Does anyone have a guide to ‘Making EA friendly for new users’ ?
There are lots of bits of EA which can be turned off, and some things we can setup for them, which can make the experience for new users simpler and less frightening, but I have never seen them all in one place.
Maybe this thread would be a good place to put such a list? (If people are prepared to add ideas, then I will promise to present it at the next EAUG in the UK)
My starter set is:
1. Reduce the modelling languages available: Specialize/ Manage Tech / un-tick everything, then just tick any that users need. Maybe even remove them from the list… I see loads of users where everything is ticked.
2. Remove any top-level menus/ribbons that user don’t need, such as the ‘Simulate’, Construct and Execute menus: Start / Workspaces / My ribbon sets / un-tick the ones you don’t want, or even sub-menus you don’t need. Many users never use these areas, and it's just more visual clutter, and more places to look.
3. Give users an initial diagram, which is their default, when will appear when they first login, showing them where to find more information. Start / Workspaces / Model places…
These are just my top 3 - any more out there ?
0. Make a workflow that makes sense to you. Then document it, as
*you* will be supporting it!
1. Turn on model security to enforce users and role permissions
2. Define portals and workspaces per role.
3. Make workflow documentation about your role specific implementation.
4. Get Geerts EA validator and tune it to deliver consistency reports on your workflow.

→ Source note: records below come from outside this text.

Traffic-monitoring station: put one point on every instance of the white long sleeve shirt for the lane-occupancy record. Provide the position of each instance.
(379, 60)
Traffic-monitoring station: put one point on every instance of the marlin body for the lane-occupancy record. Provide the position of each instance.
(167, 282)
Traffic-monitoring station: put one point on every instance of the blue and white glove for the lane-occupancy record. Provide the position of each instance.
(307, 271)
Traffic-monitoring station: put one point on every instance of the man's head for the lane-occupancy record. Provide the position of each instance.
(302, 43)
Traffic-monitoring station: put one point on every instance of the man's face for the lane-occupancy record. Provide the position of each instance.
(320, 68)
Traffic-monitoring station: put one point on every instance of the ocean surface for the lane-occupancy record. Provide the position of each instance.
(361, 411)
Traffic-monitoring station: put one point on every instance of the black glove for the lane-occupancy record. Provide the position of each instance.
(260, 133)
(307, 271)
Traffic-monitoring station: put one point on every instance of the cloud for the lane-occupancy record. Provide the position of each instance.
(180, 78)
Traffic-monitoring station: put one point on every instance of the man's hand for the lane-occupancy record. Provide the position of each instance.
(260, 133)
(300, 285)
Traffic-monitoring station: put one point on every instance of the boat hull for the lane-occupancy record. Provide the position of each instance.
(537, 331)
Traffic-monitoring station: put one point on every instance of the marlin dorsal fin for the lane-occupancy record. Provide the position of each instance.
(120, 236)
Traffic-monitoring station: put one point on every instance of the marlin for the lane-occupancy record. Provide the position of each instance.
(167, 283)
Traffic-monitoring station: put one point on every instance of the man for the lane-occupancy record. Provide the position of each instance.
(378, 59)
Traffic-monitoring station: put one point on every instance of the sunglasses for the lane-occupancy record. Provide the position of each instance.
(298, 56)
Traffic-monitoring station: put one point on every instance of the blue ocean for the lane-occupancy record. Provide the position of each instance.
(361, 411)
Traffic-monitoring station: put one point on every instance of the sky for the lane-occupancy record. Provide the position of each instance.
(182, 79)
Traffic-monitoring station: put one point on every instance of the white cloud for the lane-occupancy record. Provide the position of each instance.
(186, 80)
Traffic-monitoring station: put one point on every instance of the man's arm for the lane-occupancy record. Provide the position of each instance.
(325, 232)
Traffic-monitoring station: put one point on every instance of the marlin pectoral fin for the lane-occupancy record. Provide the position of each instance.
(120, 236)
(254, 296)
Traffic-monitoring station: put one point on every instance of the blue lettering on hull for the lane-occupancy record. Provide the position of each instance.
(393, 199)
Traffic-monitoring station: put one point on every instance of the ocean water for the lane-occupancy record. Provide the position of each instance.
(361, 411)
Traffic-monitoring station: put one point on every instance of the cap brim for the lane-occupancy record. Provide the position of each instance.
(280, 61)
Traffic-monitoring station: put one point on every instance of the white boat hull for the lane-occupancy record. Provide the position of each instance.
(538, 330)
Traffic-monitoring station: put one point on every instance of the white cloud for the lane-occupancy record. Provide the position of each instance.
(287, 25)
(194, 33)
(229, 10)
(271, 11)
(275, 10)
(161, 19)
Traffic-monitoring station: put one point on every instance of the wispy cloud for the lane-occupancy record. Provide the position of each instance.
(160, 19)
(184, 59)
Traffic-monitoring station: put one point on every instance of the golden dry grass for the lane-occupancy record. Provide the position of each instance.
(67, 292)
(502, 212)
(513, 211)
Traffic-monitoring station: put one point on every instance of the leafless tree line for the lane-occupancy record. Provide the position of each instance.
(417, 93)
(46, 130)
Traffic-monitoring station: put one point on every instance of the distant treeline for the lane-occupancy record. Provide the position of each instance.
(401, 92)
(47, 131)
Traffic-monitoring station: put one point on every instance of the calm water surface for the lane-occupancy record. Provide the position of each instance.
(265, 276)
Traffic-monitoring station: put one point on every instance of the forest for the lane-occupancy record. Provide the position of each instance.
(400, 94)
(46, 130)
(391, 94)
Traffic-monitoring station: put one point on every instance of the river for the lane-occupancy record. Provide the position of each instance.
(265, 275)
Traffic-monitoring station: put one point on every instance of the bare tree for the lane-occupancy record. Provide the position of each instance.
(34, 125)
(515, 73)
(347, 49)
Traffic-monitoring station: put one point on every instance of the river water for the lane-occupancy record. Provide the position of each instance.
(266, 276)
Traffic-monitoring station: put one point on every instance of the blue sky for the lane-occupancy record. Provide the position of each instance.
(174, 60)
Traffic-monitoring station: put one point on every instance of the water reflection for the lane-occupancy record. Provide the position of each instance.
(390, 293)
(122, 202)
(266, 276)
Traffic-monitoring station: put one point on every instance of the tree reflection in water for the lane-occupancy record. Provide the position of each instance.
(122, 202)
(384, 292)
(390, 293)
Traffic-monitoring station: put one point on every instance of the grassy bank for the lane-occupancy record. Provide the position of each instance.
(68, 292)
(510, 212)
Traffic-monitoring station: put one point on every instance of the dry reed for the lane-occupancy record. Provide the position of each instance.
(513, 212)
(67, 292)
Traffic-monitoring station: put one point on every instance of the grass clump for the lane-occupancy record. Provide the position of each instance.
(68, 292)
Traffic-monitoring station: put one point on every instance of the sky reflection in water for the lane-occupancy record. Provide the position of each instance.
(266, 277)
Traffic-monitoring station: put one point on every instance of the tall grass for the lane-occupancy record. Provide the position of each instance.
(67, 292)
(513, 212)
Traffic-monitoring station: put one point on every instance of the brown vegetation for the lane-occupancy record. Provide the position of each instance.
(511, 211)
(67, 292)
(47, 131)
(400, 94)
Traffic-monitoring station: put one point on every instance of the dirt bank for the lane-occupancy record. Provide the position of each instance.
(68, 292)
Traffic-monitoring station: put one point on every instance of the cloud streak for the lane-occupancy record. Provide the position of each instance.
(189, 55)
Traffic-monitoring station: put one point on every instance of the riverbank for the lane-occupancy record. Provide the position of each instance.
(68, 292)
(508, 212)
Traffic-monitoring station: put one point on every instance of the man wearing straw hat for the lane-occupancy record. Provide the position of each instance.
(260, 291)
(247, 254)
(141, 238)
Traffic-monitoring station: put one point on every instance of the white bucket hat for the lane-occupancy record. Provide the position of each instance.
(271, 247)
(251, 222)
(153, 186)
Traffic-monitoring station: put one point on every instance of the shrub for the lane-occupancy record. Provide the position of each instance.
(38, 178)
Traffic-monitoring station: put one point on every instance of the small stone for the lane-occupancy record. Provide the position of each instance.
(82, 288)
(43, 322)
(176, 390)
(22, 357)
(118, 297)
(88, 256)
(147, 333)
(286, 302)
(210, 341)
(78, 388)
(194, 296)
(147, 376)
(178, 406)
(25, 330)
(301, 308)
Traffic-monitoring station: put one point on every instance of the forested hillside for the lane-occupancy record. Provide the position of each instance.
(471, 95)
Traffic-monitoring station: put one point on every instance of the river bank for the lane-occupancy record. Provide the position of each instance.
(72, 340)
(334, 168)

5. Make some reports on your model with the status/states that you would like to see, on the assumption that a bunch of untrained users will stomp all over your interpretation/model/ or EA verterans will make their own (for them superior) submodels (because of course they know better than you, and they can)
6. Roll out access to your model with training about the above
7. GOTO 2. or 0.
This is my current understanding of the workflow.
Any/all of the workflow defaults in EA
*must* be considered as undocumented/undocumentable/unsupported pseudo-examples designed to lure you in with the assumption the documentation for them exists somewhere.
It does not. Its not for nothing that every guide i have ever seen about delivering/supporting EA for users has a first step which is something like 0-3 in the workflow above.
If there is a Sparx document on these features (that makes sense, and is not an EA based publish->dump of the manual) i have yet to find it.
While i have no interest in, links to, idea of, care for, stock in, or bad words to say about "adepreter's libnaf" (or any of the other EA based off the shelf models like arc42) - they at least are well documented in their use and have user support - because they have already done steps 0-7.